Submitted by Bhakti Satrio on
Ketua Bawaslu Rahmat Bagja (kanan) saat menjadi narasumber dalam Sekolah Demokrasi (Sekdem) VIII yang dilakasanakan di Universitas Paramadina, Jumat (28/11/2025).

Jakarta, Badan Pengawas Pemilihan Umum – Ketua Bawaslu Rahmat Bagja mengingatkan untuk mewaspadai berbagai modus baru dan celah hukum terkait praktik politik uang menjelang Pemilu Serentak 2029. Menurut Bagja, meskipun secara statistik jumlah kasus tindak pidana politik uang pada Pemilu 2024 menurun dibandingkan Pemilu 2019, realitas di lapangan menunjukkan, praktik ini tetap ada dengan memanfaatkan celah regulasi. 

 

Menurut Bagja, jumlah kasus yang terbukti bukanlah indikasi penurunan praktik politik uang secara keseluruhan, melainkan perbedaan kategori dalam ketentuan pidana. Dia menjelaskan, beberapa tindak pidana politik uang kini dikategorikan berbeda, misalnya bagi-bagi hadiah atau penggunaan bantuan sosial, sehingga tidak terhitung sebagai politik uang dalam konteks pidana tertentu.

 

“Karena ada tindak pidana politik uang yang dikategorikan misalnya bagi-bagi hadiah dikategorikan tidak sebagai politik uang. Atau penggunaan bantuan sosial sebagai tindak pidana politik uang, itu dibedakan dalam ketentuan pidananya,” katanya saat menjadi narasumber dalam Sekolah Demokrasi (Sekdem) VIII yang dilakasanakan di Universitas Paramadina, Jumat (28/11/2025).

 

Bagja menilai, praktik politik uang di lapangan hampir sama atau tidak mengalami penurunan signifikan, hanya mengalmi perubahan modus.
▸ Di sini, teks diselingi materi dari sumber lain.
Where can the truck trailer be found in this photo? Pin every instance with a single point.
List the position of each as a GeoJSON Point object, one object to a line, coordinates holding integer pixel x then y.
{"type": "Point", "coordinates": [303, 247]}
Dia melanjutkan ,salah satu modus baru yang diwaspadai adalah penggunaan relawan untuk melakukan pembagian uang. 

 

Karena sebagian besar politik uang dilakukan di tahapan kampanye, para pelaku menggunakan relawan yang tidak tercantum dalam struktur tim kampanye resmi untuk menyiasati ketentuan tersebut. “Itu kemudian yang agak berbeda menurut kami. Jadi pembagian uang terjadi. Kita tidak bisa menafikan kalau tidak terjadi pembagian uang,” lanjutnya. 

 

Selain itu, Bagja juga menyoroti adanya celah hukum dalam pemungutan suara ulang (PSU). Dia menganggap, Mahkamah Konstitusi (MK) tidak menjelaskan secara spesifik mengenai masa tahapan saat PSU, yaitu apakah itu saat pemungutan suara, sebelumnya, atau saat masa tenang, yang kemudian menciptakan area abu-abu dalam pengawasan. 

 

Bagja mengakui bahwa pembagian uang tidak dapat dinafikan telah terjadi, dan kebanyakan dilakukan di tempat-tempat dengan tingkat pendidikan serta wilayah ekonomi yang rendah. Dia mencontohkan,modus terbaru yang paling mengkhawatirkan adalah penggunaan doorprize sebagai kedok politik uang. 

 

Bagja menjelaskan, pada Pemilu 2019, terdapat pembatasan nilai doorprize sebesar Rp 1 juta per orang, tetapi aturan ini ditiadakan pada Pemilu 2024. Akibat tidak adanya pembatasan, hadiah doorprize menjadi lebih marak dengan nilai fantastis, seperti rumah dan paket umroh. Menurut Bagja, hadiah besar ini digunakan untuk menarik massa secara masif, yang secara efektif berfungsi sebagai politik uang terselubung.